# Question #51aa2

Sep 21, 2016

#### Explanation:

$y = \left\mid {x}^{2} - 1 \right\mid = \left\{\begin{matrix}{x}^{2} - 1 & \text{ if " & x^2-1 > 0 \\ 1-x^2 & " if } & {x}^{2} - 1 < 0\end{matrix}\right.$

Solving the inequality ${x}^{2} - 1 > 0$ gets us,

$y = \left\{\begin{matrix}{x}^{2} - 1 & \text{ if " & x < -1 \\ 1-x^2 & " if " & -1 < x < 1 \\ x^2-1 & " if } & x > 1\end{matrix}\right.$

So the derivative is given by

$y ' = \left\{\begin{matrix}2 x & \text{ if " & x < -1 \\ -2x & " if " & -1 < x < 1 \\ 2x & " if } & x > 1\end{matrix}\right.$

$2 x = 1$ at $x = \frac{1}{2}$ but the derivative at $x = \frac{1}{2}$ is not given by $2 x$.
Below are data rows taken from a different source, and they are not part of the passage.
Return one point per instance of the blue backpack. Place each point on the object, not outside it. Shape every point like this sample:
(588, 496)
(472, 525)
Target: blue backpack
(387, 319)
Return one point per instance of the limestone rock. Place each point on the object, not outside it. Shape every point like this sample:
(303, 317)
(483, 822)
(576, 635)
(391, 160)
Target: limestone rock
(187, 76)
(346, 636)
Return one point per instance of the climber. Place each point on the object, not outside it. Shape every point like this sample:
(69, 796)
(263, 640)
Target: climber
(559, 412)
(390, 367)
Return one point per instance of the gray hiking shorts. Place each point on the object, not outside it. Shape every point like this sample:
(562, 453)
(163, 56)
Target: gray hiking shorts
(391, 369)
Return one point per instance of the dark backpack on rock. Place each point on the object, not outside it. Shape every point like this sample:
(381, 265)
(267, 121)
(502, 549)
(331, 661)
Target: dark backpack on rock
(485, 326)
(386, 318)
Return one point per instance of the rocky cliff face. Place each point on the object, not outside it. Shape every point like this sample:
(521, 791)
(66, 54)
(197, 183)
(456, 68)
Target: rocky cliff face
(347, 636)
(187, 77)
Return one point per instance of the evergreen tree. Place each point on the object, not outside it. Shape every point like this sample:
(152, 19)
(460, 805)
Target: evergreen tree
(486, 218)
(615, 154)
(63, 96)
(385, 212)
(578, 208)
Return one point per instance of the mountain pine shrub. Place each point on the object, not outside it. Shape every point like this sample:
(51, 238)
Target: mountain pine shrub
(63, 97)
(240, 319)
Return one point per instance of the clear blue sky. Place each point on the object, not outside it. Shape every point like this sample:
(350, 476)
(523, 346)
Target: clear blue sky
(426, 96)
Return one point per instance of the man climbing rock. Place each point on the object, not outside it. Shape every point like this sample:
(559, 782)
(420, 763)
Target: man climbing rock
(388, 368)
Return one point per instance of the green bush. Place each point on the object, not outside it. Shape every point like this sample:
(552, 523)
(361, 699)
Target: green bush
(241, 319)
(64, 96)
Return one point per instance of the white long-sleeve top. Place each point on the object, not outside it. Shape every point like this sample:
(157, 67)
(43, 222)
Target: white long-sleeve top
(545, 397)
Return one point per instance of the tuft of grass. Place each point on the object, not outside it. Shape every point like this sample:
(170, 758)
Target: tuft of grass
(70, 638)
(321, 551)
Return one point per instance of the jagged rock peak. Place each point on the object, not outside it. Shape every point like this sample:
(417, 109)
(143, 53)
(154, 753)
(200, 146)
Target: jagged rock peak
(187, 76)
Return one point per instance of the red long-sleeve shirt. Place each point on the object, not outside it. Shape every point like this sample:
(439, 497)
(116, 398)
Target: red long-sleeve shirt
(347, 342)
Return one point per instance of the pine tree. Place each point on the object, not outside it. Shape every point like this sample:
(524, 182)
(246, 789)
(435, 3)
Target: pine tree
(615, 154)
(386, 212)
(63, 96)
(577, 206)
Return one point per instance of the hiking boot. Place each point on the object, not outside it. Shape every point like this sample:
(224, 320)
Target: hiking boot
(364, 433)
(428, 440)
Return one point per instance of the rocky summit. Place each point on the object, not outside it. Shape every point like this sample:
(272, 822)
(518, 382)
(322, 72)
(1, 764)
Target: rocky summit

$- 2 x = 1$ at $x = - \frac{1}{2}$ and at $x = - \frac{1}{2}$, the derivative is given by $- 2 x$.

So the slope is $1$ and $x = - \frac{1}{2}$. At that point, we get $y = \frac{3}{4}$.

So the only point on the curve at which the slope is $1$ is $\left(- \frac{1}{2} , \frac{3}{4}\right)$.